Pre-trained AI models have democratized AI development, enabling individual developers to create powerful applications quickly. As technology continues to advance, these architectures will evolve, and new reference architectures will emerge to address changing requirements.

If you have feedback or suggestions regarding this article, please reach out. Also you can also check our blog on LLMs vs LangChain. The world of LLM applications is dynamic and constantly evolving, and collaboration and knowledge-sharing are essential for its continued growth and innovation.

FAQ

1. What are LLM applications, and why are they considered 'emerging' in the field of software development?

LLM applications are those powered by Large Language Models. They are considered emerging because they represent a relatively new and transformative approach to building software, especially in terms of natural language understanding and processing.

2. What is the core design pattern of 'in-context learning,' and how does it simplify the development of LLM applications?

In-context learning involves using LLMs off the shelf and controlling their behavior through clever prompts and conditioning on contextual data.
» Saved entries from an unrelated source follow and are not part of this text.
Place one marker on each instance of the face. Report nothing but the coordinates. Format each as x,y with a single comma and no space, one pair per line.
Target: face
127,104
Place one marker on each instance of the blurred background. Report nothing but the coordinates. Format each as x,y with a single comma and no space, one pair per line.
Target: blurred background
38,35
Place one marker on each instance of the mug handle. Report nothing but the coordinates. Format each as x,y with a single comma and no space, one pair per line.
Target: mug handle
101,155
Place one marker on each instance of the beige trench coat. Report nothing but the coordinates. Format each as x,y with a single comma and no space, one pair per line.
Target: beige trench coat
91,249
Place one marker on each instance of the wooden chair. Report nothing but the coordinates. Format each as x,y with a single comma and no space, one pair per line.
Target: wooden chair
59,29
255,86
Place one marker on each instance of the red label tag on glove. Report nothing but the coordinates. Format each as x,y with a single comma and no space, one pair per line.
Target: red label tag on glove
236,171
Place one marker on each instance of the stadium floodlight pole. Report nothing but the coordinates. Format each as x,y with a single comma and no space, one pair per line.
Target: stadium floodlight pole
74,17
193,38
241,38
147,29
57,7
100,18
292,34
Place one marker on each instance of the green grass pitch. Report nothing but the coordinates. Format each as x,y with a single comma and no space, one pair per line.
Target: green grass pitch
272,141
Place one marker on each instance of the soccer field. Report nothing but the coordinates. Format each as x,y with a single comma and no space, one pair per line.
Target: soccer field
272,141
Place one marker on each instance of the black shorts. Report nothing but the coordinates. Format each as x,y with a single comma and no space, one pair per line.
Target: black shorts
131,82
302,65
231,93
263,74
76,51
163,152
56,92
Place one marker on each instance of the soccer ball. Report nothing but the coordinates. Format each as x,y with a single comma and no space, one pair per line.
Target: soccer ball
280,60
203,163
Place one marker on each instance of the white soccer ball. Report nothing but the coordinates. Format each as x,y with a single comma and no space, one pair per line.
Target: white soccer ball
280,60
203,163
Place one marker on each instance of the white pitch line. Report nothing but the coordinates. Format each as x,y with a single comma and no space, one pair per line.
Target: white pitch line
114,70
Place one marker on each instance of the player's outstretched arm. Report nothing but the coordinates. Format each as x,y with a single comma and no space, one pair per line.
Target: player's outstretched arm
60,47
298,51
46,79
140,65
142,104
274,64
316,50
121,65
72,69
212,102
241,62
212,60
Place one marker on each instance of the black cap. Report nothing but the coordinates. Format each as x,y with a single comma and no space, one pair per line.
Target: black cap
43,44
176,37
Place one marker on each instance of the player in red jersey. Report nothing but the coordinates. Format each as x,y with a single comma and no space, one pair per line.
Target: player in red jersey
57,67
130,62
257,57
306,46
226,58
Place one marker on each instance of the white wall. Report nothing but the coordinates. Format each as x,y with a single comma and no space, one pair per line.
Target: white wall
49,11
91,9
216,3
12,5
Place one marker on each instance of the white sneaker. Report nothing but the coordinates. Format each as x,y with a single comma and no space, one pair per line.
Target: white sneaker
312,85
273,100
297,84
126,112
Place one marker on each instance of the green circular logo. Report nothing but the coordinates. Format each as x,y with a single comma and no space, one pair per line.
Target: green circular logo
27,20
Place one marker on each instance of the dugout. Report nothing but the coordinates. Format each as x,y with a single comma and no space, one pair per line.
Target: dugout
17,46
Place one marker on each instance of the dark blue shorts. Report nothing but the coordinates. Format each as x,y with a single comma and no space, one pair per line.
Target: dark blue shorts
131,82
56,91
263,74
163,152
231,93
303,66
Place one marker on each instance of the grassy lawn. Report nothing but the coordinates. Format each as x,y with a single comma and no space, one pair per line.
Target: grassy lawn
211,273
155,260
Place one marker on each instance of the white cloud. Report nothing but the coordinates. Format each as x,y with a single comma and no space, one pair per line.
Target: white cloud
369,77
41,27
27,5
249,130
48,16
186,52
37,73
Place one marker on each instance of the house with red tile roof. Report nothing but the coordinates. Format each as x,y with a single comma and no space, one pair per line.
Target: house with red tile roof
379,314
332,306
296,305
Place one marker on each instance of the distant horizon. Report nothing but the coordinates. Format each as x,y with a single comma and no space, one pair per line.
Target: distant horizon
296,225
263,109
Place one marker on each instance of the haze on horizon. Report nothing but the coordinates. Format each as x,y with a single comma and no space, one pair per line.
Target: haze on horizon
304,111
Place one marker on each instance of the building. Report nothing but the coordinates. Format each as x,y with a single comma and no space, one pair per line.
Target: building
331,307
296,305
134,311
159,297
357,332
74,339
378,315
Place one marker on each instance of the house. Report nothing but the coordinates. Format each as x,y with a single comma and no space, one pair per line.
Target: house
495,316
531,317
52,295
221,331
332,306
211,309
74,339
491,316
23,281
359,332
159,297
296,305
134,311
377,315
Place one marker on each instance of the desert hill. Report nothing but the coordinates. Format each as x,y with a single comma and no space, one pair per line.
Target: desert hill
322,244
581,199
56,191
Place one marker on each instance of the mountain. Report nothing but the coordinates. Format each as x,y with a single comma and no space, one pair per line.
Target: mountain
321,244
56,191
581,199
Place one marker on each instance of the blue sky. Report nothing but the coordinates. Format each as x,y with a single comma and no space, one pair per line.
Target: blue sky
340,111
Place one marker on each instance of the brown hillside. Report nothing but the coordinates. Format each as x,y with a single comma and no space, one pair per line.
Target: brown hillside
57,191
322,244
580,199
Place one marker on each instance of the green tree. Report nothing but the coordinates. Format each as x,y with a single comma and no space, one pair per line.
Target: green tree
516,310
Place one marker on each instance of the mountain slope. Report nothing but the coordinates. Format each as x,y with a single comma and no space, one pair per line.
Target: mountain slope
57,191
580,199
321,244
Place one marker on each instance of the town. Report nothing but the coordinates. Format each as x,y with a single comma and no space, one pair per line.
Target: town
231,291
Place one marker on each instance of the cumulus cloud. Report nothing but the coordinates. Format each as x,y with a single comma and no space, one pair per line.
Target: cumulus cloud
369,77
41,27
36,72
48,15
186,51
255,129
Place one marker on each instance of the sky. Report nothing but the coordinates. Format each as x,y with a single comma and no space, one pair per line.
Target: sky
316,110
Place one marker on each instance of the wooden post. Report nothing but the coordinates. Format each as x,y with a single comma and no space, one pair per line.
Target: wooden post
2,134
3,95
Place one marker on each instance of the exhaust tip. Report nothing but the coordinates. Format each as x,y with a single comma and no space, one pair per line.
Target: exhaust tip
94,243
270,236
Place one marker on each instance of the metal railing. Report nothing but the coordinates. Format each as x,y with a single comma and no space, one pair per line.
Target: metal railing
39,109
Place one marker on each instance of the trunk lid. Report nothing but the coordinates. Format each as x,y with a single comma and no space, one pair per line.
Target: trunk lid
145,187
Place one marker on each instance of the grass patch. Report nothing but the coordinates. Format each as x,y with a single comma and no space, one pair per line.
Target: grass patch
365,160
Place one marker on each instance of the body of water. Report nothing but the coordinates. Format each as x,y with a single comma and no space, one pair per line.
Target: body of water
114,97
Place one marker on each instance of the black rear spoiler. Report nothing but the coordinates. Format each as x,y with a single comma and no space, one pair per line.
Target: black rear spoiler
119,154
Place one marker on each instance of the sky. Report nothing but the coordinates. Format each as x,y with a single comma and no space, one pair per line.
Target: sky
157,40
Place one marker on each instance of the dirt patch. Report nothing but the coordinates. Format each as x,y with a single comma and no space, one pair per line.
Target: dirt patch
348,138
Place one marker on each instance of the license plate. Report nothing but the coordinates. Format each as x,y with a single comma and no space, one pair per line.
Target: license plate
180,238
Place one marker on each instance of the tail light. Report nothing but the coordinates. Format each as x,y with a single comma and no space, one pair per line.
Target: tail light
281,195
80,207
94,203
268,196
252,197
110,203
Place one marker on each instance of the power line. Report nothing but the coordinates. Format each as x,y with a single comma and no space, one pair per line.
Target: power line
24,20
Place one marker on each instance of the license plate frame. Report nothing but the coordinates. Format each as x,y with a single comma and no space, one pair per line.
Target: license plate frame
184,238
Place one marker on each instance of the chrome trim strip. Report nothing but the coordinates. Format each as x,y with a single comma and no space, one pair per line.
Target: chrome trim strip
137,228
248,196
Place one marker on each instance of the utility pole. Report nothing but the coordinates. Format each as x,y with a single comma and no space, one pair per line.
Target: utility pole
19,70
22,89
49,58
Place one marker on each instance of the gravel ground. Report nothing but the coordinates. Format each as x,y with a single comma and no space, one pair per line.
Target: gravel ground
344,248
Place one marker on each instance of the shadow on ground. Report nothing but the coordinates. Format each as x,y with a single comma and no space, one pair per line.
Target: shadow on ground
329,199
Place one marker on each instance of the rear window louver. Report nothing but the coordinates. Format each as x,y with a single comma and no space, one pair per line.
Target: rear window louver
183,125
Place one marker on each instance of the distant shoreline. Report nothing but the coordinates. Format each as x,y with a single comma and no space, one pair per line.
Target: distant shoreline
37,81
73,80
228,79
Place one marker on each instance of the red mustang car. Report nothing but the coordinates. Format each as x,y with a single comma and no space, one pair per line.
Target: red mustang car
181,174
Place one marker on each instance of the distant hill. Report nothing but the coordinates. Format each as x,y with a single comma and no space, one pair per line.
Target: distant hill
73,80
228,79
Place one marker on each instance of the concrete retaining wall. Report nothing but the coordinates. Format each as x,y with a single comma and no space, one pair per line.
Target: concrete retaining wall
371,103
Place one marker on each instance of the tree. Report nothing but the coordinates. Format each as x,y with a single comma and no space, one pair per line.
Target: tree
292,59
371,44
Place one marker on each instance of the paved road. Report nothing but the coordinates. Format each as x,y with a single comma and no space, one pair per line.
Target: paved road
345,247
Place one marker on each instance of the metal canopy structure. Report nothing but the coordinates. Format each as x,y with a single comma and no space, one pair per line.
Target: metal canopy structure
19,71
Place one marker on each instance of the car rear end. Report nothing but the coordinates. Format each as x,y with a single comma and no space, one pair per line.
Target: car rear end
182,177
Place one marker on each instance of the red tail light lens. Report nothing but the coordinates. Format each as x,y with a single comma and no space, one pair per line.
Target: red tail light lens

It simplifies development by reducing the need for extensive fine-tuning and making AI development accessible to a wider range of developers.

3. What are the essential components of the LLM app stack, and why are they important in building LLM-powered applications?

The LLM app stack comprises various components, including data pipelines, embedding models, vector databases, orchestration tools, and more. These components are vital as they provide the infrastructure and tools necessary for collecting, processing, and interacting with LLMs effectively.

4. How can developers effectively handle contextual data in LLM applications, and what tools and approaches are commonly used for this purpose?

Contextual data, such as text documents and structured formats, is crucial in LLM applications. Developers typically use tools like Databricks, Airflow, and vector databases like Pinecone to handle this data efficiently.

5. What considerations should developers keep in mind when selecting LLM models for their applications, and how can they optimize model performance?

When selecting LLM models, developers should consider factors like cost, inference speed, and context window size. Optimizations may include switching to cost-effective models, exploring proprietary vendors, and implementing operational tools like caching and logging for enhanced performance and reliability.